Katerina Izmaïlova, un opéra psychologique de Dmitri Chostakovitch interdit sous Staline pour son «naturalisme» mais ovationné en Occident, est de retour au Bolchoï avec la soprano allemande Nadja Michael dans le rôle principal.

Cet «opéra expressionniste sur une vie et une passion fatale (...) qui est peut-être l'opéra russe le plus connu du XXe siècle, a été non seulement un reflet de son époque mais aussi sa première victime», a expliqué le Bolchoï dans un communiqué.

Écrit par Chostakovitch en 1932, l'opéra raconte l'histoire d'une jeune femme, Katerina Izmaïlova, mariée à un marchand aisé mais mesquin dans la Russie du XIXe siècle. Elle tombe amoureuse de son employé et commet plusieurs meurtres pour pouvoir s'installer avec son amant, avant d'être condamnée au bagne et de se suicider.

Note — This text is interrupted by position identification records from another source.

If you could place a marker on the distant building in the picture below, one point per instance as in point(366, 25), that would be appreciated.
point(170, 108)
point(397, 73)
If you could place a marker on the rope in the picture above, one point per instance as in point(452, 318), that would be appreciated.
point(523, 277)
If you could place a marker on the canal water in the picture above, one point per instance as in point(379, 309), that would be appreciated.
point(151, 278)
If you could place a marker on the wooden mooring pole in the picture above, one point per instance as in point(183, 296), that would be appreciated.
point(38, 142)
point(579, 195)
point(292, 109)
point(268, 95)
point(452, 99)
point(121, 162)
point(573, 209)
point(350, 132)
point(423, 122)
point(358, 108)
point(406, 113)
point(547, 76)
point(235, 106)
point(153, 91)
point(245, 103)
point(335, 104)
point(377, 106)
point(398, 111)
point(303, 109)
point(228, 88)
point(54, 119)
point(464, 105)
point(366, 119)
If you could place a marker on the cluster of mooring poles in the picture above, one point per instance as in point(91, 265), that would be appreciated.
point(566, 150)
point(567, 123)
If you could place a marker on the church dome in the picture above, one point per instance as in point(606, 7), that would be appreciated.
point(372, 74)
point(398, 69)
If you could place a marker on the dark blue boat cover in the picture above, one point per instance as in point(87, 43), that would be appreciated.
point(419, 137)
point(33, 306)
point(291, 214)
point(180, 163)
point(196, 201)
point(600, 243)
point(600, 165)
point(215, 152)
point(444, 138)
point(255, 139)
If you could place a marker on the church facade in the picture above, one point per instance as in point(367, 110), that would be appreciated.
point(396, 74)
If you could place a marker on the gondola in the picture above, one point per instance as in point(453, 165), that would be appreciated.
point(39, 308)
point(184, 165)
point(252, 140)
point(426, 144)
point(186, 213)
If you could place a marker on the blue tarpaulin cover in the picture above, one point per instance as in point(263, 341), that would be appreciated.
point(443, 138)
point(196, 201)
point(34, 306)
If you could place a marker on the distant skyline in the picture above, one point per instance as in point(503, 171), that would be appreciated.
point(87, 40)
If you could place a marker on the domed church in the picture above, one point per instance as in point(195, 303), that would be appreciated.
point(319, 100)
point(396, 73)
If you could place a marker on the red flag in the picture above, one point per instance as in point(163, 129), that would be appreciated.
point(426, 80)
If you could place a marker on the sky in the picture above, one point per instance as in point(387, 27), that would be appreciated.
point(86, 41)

Présenté pour la première fois à Moscou en 1934 sous le titre Lady Macbeth de Mtsensk, «il a joui d'un succès colossal parmi les spectateurs» soviétiques comme occidentaux, ovationné notamment à Copenhague, Stockholm, Prague, Zurich ou New York, rappelle le communiqué.

Mais en 1936 l'opéra, qui a déplu à Staline, est violemment critiqué pour son «naturalisme grossier» par le quotidien officiel Pravda, dans un éditorial intitulé «Le chaos remplace la musique».

Interdit en URSS, il n'est revenu sur scène qu'environ 30 ans après, en 1963, dans une version retravaillée par Chostakovitch «plus modérée» et «moins physiologique», rappelle le metteur en scène Rimas Touminas.

Il dit toutefois avoir privilégié cette seconde version «plus symphonique» dans son adaptation de l'opéra, dont la première a eu lieu au Bolchoï jeudi soir et qui sera à l'affiche jusqu'à dimanche.

«C'est un opéra incroyable qui mélange la tragédie et la satire» en racontant l'histoire d'une femme «qui porte la mort» à travers des airs lyriques et des valses, souligne le théâtre.

«L'image d'une cruauté fatale me hantait tout le temps dans cet opéra. D'où vient-elle? Est-ce dans la nature humaine ou est-ce le hasard des circonstances?», s'interroge M. Touminas dans un entretien à la revue Ogoniok.

Pour lui, il n'y pas cependant «de mauvais personnages ici, il n'y a que des gens malheureux».

Il s'agit de la quatrième représentation de Katerina Izmaïlova au Bolchoï, après celles de 1935, 1980 et 2004.